I've been trying to build a collection of exhaustive word lists for as many languages as possible and I ended up using LibreOffice's spell checking .dic and .aff files. The .dic file contains base forms of words and .aff contains rules to morph them. I found an existing .sh tool to combine these files into a .txt word list.
Now, because I'm doing this for many languages, I'd like to automate the process of running this tool on different .dic and .aff files in different languages. I wrote a little python script for this:
for lang in langs:
dic_path = os.path.join(lang, [filename for filename in os.listdir(lang) if filename.endswith(".dic")][0])

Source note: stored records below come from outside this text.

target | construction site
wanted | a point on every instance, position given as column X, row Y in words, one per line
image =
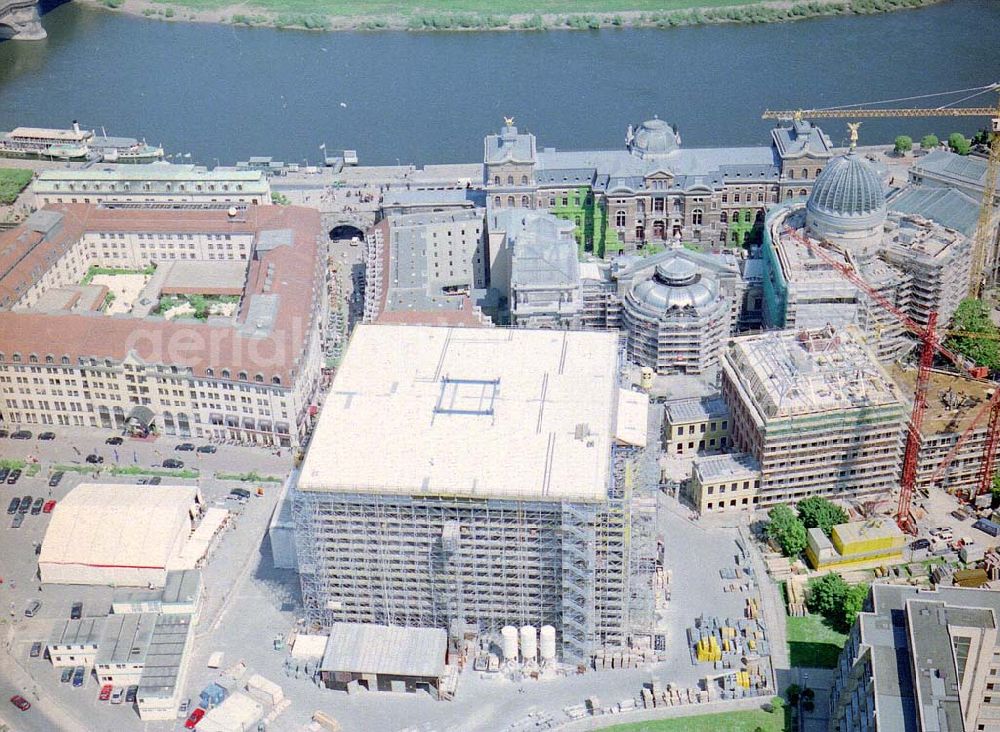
column 444, row 530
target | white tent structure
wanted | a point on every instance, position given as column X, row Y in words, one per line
column 117, row 534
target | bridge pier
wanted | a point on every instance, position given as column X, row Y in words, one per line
column 21, row 20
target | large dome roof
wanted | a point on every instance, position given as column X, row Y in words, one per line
column 654, row 137
column 848, row 186
column 676, row 285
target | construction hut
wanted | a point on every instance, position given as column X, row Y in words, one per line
column 384, row 658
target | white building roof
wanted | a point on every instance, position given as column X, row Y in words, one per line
column 506, row 413
column 118, row 525
column 384, row 649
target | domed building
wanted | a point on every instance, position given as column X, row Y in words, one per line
column 678, row 320
column 847, row 205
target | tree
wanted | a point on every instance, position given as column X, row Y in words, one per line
column 854, row 600
column 818, row 512
column 972, row 316
column 826, row 594
column 958, row 143
column 785, row 530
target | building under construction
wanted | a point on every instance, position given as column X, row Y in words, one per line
column 953, row 404
column 816, row 411
column 457, row 475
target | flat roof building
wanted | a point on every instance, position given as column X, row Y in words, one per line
column 817, row 412
column 483, row 444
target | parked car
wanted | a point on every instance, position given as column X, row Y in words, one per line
column 987, row 526
column 195, row 717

aff_path = os.path.join(lang, [filename for filename in os.listdir(lang) if filename.endswith(".aff")][0])
command = [os.path.join("tools", "unmunch.sh"), dic_path, aff_path]
outpath = os.path.join(lang, f"{lang}_words.txt")

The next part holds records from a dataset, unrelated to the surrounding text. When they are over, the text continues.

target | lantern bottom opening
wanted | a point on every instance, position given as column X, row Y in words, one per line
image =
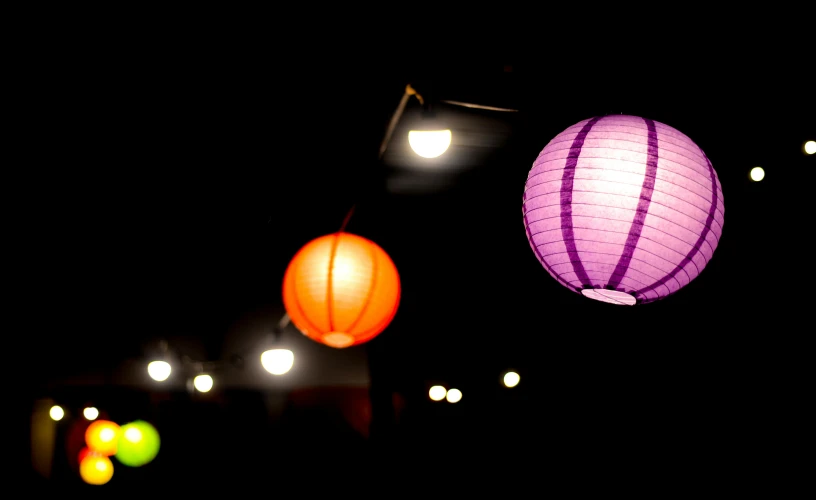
column 338, row 339
column 609, row 296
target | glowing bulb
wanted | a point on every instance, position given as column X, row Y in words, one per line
column 56, row 413
column 203, row 383
column 158, row 370
column 277, row 361
column 511, row 379
column 133, row 435
column 429, row 143
column 437, row 393
column 454, row 396
column 96, row 469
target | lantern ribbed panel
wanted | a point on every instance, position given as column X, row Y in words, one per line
column 622, row 208
column 341, row 289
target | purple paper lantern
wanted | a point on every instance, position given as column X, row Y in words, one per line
column 623, row 209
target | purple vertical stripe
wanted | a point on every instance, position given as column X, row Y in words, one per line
column 643, row 208
column 697, row 245
column 533, row 245
column 567, row 181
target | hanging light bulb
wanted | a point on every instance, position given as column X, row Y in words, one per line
column 277, row 361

with open(outpath, "w") as f:
subprocess.run(command, stdout=f, shell=True)
The problem is that the file at the outpath remains empty. In contrast, this different command does write to the desired file:
command = ["type", dic_path]
with open(outpath, "w") as f:
subprocess.run(command, stdout=f, shell=True)

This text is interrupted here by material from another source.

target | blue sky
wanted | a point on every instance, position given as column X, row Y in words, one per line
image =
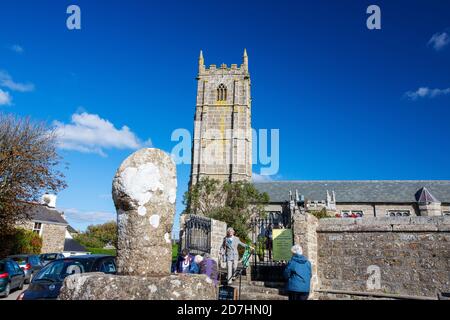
column 350, row 103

After trying this I executed the tool in cmd and found that it opens a new cmd window to run. This is different to what I experienced when running it in Git Bash which I usually use. In Git Bash I used the command:
tools/unmunch.sh dutch/dutch.dic dutch/dutch.aff >dutch/dutch_words.txt
And it worked. Whilst in cmd, running:
tools\unmunch.sh dutch\dutch.dic dutch\dutch.aff >dutch\dutch_words.txt
opens a new cmd window and writes the output there, instead of to the dutch\dutch_words.txt file. I assume this is what's happening when using subprocess in python, but I have no idea how to prevent this as I'm very unfamiliar with .sh files. Can anyone help me get the output written to a desired path?